Information about fees
Published 3 December 2015
Your competitors
Your competitors are typically other private medical practitioners and private clinics who offer services that patients and commissioners of care would consider substitutes to the services you offer (eg for the same procedure and in the same geographic market). The exception is where you and your competitors join a business (eg a group) and exclusively work through that business. Subject to certain conditions, and provided you cease your activities as a sole trader, this would mean you are no longer viewed as each other’s competitors but as a single economic unit (known in competition law as a ‘single undertaking’).
If you are in such a group, then your competitors are those medical practitioners, competing groups and private clinics who offer services that are substitutes for the services your group offers.
Agreeing fees in a group
Assuming that your group is a single economic unit and therefore one undertaking then an agreement about fees is not considered an agreement between competitors. It is an internal management decision and therefore not illegal. Groups and their members may wish to take advice from specialist competition lawyers on whether the group constitutes a single economic unit and therefore one undertaking.

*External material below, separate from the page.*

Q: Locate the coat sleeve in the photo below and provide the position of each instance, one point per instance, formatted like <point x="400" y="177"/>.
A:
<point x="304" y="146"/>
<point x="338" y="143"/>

Agreeing fees in a group when also working outside the group
However, if you also work outside the group as a sole trader, then you do not form a single undertaking with the group. This means that you may be directly competing with the group (see ‘Your competitors’ above) and/or its members (if they also work outside the group as sole traders). If you work both within and outside a group, then consider setting up internal rules on who is allowed to receive the group’s pricing information which relates to offering similar services to the same set of customers in the same geographic market. For example, you could change the type of membership to limit the exchange of competitively sensitive information and the coordination of commercial response by competitors. Whatever structure is chosen, to be compliant it will need to prevent the exchange of commercially sensitive information between competitors.
Setting fee levels
Competition law does not prevent you from adapting yourself intelligently to the existing or anticipated conduct of your competitors, which may include charging the same fees as other professionals in your field. The law does, however, strictly prohibit any direct or indirect contact by which a private medical practitioner may influence the commercial conduct of his/her competitors, such as what prices they will charge.
Discussing fees
Discussing prices or fees or exchanging future pricing intentions with your competitors is illegal as it is likely to interfere with how prices are set (see above). Discussing current prices may also restrict competition between competing practitioners.